Saint-Nazaire : les vœux du maire perturbés par des éducateurs de rue en grève
Le début de la cérémonie des vœux du maire a été interrompu par une vingtaine d’éducateurs de rue en grève venus porter leurs revendications devant les élus.
Mercredi 7 janvier, le Théâtre de Saint-Nazaire était plein pour la traditionnelle cérémonie des vœux du maire, devant un parterre d’acteurs économiques, de représentants associatifs, d’élus locaux et de partenaires institutionnels. Alors que la soirée s’apprêtait à commencer, une vingtaine d’éducateurs de rue a brusquement fait irruption sur scène, banderoles déployées, perturbant le début de l’événement. Les grévistes ont refusé de quitter le plateau tant qu’un élu (le maire lui-même, ou son adjoint Jean-Luc Séchet, également conseiller départemental) ne viendrait leur parler.

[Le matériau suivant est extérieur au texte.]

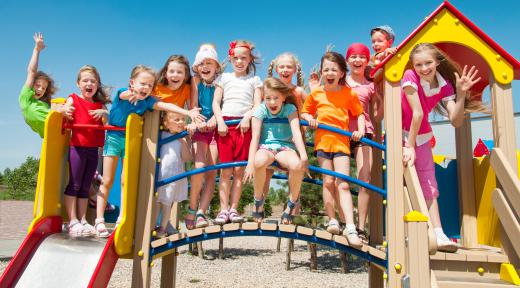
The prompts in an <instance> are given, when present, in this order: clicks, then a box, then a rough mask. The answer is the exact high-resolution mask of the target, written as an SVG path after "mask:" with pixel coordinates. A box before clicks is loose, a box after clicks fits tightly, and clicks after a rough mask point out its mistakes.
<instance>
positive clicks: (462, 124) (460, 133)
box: [455, 115, 478, 248]
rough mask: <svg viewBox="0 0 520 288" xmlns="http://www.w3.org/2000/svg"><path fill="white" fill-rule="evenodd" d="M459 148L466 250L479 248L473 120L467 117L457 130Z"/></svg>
mask: <svg viewBox="0 0 520 288" xmlns="http://www.w3.org/2000/svg"><path fill="white" fill-rule="evenodd" d="M455 139H456V148H457V177H458V179H459V202H460V207H461V213H462V215H461V216H462V217H461V220H462V223H461V224H462V225H461V232H460V233H461V234H460V235H461V237H462V243H463V246H464V247H466V248H477V247H478V233H477V212H476V209H477V208H476V200H475V184H474V181H473V147H472V146H473V145H472V143H471V118H470V115H465V117H464V122H463V124H462V126H461V127H459V128H457V129H455Z"/></svg>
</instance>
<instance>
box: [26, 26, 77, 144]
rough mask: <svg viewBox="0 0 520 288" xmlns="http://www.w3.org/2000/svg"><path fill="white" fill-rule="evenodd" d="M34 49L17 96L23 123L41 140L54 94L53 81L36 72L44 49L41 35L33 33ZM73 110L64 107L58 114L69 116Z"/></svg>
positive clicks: (60, 110)
mask: <svg viewBox="0 0 520 288" xmlns="http://www.w3.org/2000/svg"><path fill="white" fill-rule="evenodd" d="M33 39H34V49H33V53H32V56H31V60H30V61H29V66H28V67H27V78H26V80H25V83H24V85H23V87H22V91H20V95H19V96H18V103H19V105H20V110H22V113H23V118H24V120H25V123H27V125H29V127H31V129H32V130H33V131H34V132H36V133H38V135H40V137H41V138H43V136H44V135H43V134H44V128H45V119H46V118H47V115H49V111H50V110H51V97H52V95H53V94H54V93H55V92H56V86H54V80H53V79H52V78H51V77H50V76H49V75H47V74H46V73H44V72H42V71H38V60H39V57H40V52H41V51H42V50H43V49H45V43H44V41H43V35H42V33H34V36H33ZM73 111H74V108H72V107H71V106H69V105H64V106H63V107H61V108H60V109H59V112H61V113H62V114H64V115H65V116H70V115H71V114H72V112H73Z"/></svg>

Des éducateurs de rue en grève depuis 50 jours
Les manifestants sont des éducateurs de rue de l'ADPS44 (agence départementale de la prévention spécialisée). Ils accompagnent les jeunes de 11 à 25 ans en difficulté, en immersion dans les quartiers. Initiée en décembre 2011 par le Département de Loire-Atlantique, l’ADPS est un Groupement d’Intérêt Public (GIP), composé de 5 conseillers départementaux et un représentant des Maires des villes de Nantes, Rezé, Saint-Herblain, Saint-Nazaire et Orvault. D'où la présence des grévistes aux voeux du maire de Saint-Nazaire. En grève depuis le 19 novembre, ils dénoncent notamment une dégradation de leurs conditions de travail, après l’augmentation de leur temps annuel à 1 607 heures. « Pour nous cela veut dire de la fatigue, des arrêts maladie, des gens qui partent en burn out, et cela veut dire aussi qu’on ne nous écoute pas et qu’on ne nous considère pas » proteste une éducatrice. « Nous sommes les seuls adultes à accompagner les gamins dans des quartiers que les services publics ont déserté » insiste un second gréviste. Mais la colère porte aussi sur les salaires. « On est les éducateurs les moins bien payés du département. On a 500 euros de moins sur notre fiche de paie tous les mois. Jusque-là on a accepté pendant des années. Aujourd’hui on n’en peut plus. On nous déconsidère comme on déconsidère toutes les personnes des quartiers » dénoncent-ils. Sur scène, les grévistes disent n’avoir obtenu « aucune avancée » depuis le début du mouvement, et déplorent « 50 jours sans réponse ».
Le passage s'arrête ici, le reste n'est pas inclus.